Even despite his obsession with this girl, he sometimes wanted out of the prison job, but change was such an elusive thing. A man could say every day that he wanted to change his life, was going to change it, and every day the lament became merely a part of the life he was already living, so that the desire for change was in fact a kind of stasis that allowed the unchanged life to continue, because at least the man knew to disapprove of it, which reassured him not all was lost.
As he was putting papers in his book bag one night, she came to his empty classroom with a program pass. She was not a student in his class. She shut the door behind her. The room had a small observation window, but Gordon knew an officer would not walk past for another ten or fifteen minutes.
He would like to say that nothing happened. Especially because so little did, and he felt he was placed on the wrong end of justice. After she shut the door, she went close to him. Their lips touched. Yes, he kissed her and not only. His hand grazed the front of her shirt and then it grazed lightly between her legs, to see how she would respond, and the answer was in the correct manner, in the interested manner, and you might call that thinking, choosing, proceeding, but Gordon didn’t. It was not thinking. They were pressed together, nothing serious, fully clothed, for a minute, maybe less, and then it was night count and she had to get back to her unit.

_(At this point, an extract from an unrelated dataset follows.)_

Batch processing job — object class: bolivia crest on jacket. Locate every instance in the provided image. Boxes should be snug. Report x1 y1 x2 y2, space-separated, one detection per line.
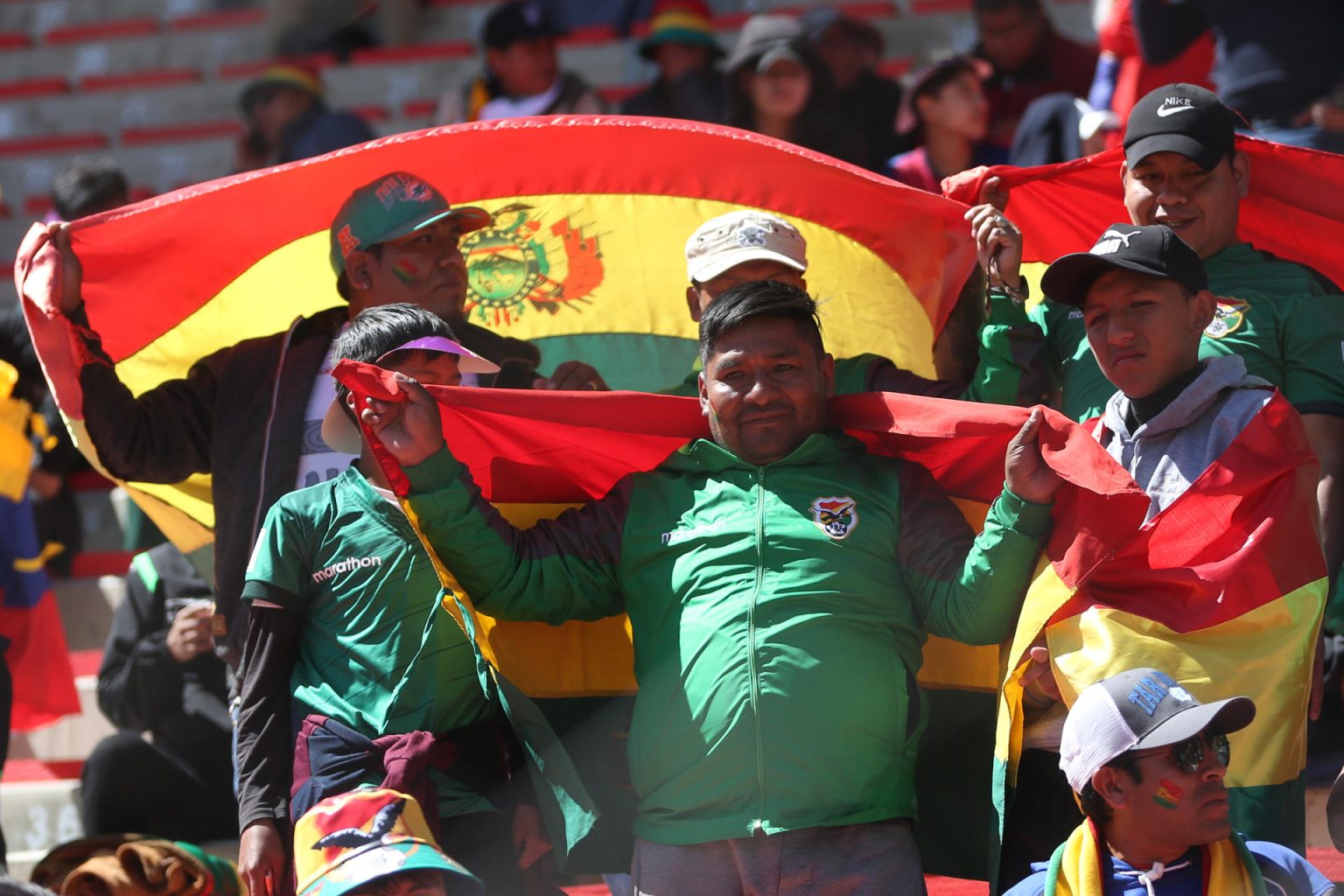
810 497 859 542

She filed a 602 inmate grievance, claiming that he groped her. This beautiful woman had targeted him. She did it, he later understood, for some complicated reason that had to do with the woman’s girlfriend, who was his student. It was his word against hers. The Investigative Services Unit contacted him, conducted interviews, and found nothing damning, but deemed him at risk of overfamiliarity. They advised he be reassigned to a different facility. They kicked him down the Central Valley like a can down a hallway. Transferred him to Stanville Women’s Correctional Facility, where no one but no one wanted to work.
5
You may decide to link my fate to the night I found Kurt Kennedy waiting for me, but I link it to the trial, the judge, the prosecutor, my public defender.
This is what I remember of the day I met my lawyer: Being put in an elevator that smelled of human sweat ionizing on stainless steel. The electric gloom of full-blast panel lighting. Courtroom room tone. Slippers that said LA County on the side of each shoe.
When it was time, the bailiffs directed me down a hall. They walked and I shuffled in leg irons to the long glass box in department thirty where in-custody defendants see the judge. I was brought into the arraignment box, which had an opening at face level so defendants could speak to their lawyers. I had a full view of the courtroom. My mother was there. I was her daughter and her daughter was innocent. Her presence gave me childish hope. When she saw me she waved unhappily. A bailiff approached her and said something. No waving, probably.